Early drafts of the novel had no plot, Kallos explains, because she was focusing on Dana. During one of the drafts, Kallos attended an Anne Lamott reading event where Kallos had an epiphany. She had never really written about her complicated relationship with prayer or God. She realized she would have to confront the issues. Finally, the book had structure. Charles and Dana become childhood friends creating the missing plot.
Kallos praises her editor, Lauren Wein, for dealing with the many drafts. They first met in 2003. Kallos had sent Wein a manuscript. Halfway through, a character materialized that caught Wein’s attention. Wein was sitting shiva, the Jewish mourning period, for her grandmother. The character in the manuscript captured her grandmother so perfectly she felt as though Kallos had brought her back to life. Since that book, Wein has switched publishers, and with Language Arts, Kallos followed her.
Editors are often stretched thin with a heavy workload. Kallos though likes the attention that Wein gives her manuscripts. Kallos sees editors like great stage directors accepting the story they have and simply pulling out the best performances from everyone involved. Wein acts like an arrow pointing to where things should go, Kallos describes their relationship.

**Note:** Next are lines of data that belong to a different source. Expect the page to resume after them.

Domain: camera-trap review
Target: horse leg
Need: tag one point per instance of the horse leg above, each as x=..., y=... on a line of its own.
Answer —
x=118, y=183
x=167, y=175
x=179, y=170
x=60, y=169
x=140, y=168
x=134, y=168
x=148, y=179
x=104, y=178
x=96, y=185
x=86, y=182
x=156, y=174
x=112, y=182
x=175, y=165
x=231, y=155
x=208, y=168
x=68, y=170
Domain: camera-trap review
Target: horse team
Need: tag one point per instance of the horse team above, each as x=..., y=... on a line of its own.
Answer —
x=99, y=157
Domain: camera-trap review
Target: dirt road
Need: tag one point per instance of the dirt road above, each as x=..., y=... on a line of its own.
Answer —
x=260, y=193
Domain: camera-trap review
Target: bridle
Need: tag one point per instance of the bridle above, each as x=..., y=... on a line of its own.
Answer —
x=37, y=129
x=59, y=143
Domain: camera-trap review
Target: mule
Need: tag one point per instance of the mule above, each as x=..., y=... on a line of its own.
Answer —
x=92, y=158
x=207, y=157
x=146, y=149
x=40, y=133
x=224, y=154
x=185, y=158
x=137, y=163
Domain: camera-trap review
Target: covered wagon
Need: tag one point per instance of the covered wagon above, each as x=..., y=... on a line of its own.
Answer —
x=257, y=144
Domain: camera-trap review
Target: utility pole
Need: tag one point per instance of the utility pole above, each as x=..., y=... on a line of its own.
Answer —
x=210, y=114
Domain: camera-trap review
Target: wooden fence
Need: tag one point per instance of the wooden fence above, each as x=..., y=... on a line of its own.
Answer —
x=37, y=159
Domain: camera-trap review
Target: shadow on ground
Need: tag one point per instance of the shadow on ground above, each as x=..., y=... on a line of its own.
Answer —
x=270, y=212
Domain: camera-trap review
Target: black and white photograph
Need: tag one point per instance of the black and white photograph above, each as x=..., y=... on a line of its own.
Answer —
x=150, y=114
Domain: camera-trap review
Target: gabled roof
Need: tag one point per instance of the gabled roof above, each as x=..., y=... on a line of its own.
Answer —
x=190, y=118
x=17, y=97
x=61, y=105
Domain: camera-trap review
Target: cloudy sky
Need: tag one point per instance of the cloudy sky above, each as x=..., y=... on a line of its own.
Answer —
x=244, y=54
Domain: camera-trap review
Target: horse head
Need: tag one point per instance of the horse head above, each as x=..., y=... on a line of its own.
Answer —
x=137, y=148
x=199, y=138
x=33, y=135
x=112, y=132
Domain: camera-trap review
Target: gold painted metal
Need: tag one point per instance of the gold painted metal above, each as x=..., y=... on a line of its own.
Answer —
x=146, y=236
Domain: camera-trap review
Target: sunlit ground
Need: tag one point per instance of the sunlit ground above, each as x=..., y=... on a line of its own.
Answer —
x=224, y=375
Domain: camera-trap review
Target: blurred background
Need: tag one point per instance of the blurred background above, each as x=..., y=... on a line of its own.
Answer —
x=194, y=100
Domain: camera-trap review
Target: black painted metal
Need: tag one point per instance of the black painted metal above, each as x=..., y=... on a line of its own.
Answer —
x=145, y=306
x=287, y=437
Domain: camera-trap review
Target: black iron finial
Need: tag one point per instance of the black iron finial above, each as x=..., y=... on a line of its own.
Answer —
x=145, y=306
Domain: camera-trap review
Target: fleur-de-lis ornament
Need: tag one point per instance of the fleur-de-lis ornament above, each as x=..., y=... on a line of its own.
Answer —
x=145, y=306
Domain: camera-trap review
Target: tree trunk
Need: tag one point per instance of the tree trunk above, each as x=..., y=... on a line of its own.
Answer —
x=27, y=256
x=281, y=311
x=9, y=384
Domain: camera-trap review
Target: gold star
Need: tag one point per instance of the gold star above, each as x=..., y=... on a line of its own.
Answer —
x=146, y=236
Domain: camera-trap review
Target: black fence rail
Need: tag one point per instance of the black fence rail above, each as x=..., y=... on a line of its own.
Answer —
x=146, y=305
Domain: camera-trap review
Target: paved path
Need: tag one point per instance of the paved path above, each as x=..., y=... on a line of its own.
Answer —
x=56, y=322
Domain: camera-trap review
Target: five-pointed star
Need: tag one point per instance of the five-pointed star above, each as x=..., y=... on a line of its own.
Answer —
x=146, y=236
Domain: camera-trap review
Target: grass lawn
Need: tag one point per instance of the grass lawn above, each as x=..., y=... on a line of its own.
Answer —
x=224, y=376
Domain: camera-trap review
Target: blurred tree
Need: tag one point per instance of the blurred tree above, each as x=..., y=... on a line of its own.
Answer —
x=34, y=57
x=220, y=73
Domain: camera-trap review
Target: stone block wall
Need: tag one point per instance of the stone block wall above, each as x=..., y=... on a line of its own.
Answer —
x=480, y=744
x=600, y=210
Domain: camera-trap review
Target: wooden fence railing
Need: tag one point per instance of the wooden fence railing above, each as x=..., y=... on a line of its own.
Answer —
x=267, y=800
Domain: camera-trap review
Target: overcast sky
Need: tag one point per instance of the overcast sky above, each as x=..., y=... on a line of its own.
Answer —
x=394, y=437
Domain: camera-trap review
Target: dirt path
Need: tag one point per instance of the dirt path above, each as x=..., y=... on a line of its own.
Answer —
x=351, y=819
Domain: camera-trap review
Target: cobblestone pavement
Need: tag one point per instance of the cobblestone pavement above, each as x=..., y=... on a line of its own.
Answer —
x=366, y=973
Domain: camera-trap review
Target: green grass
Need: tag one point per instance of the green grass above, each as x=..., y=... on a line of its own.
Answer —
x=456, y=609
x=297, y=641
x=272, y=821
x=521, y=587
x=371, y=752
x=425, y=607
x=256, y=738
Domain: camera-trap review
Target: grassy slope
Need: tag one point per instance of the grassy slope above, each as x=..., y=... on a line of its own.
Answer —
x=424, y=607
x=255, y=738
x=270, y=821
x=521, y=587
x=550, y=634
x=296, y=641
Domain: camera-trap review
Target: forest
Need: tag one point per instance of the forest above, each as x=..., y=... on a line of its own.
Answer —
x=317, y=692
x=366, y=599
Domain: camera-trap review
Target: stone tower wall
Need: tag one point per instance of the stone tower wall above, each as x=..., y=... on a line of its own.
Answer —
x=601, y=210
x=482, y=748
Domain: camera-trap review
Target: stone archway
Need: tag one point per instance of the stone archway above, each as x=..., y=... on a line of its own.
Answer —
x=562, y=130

Influences from the theater are a big part of Kallos’s writing. She started out as a voice coach and she has worked as an actor. She takes inspiration from great playwrights, like William Shakespeare. As an actor, she worked in a Shakespearean company, a challenge for women given how few female parts there are.
Shakespearean characters are always multifaceted, she says. Villains have redeeming qualities, heros have imperfections. She likes the dimensions that those qualities allow.
As a voice coach, she is very aware of the physicality of language and the way sounds comprise speech. Even though she doesn’t usually read her work aloud during edits, she explains that she hears the way things sound in her head.
Though Kallos is a trained voice coach, she doesn’t read for the audiobook recordings of her own novels. Tavia Gilbert, a former student of Kallos, does the readings. She describes the role of the audiobook actor as responsible for bringing the entire story to life. She makes notations on the texts, looks up pronunciations of words she is unfamiliar with, and highlights characters’ biographical information to create a characterization for each.
For Kallos, she rather write books than record readings of them. Besides, she likes finishing with her books once they’re written: “By the time I’m done writing a book–I’m done,” she says.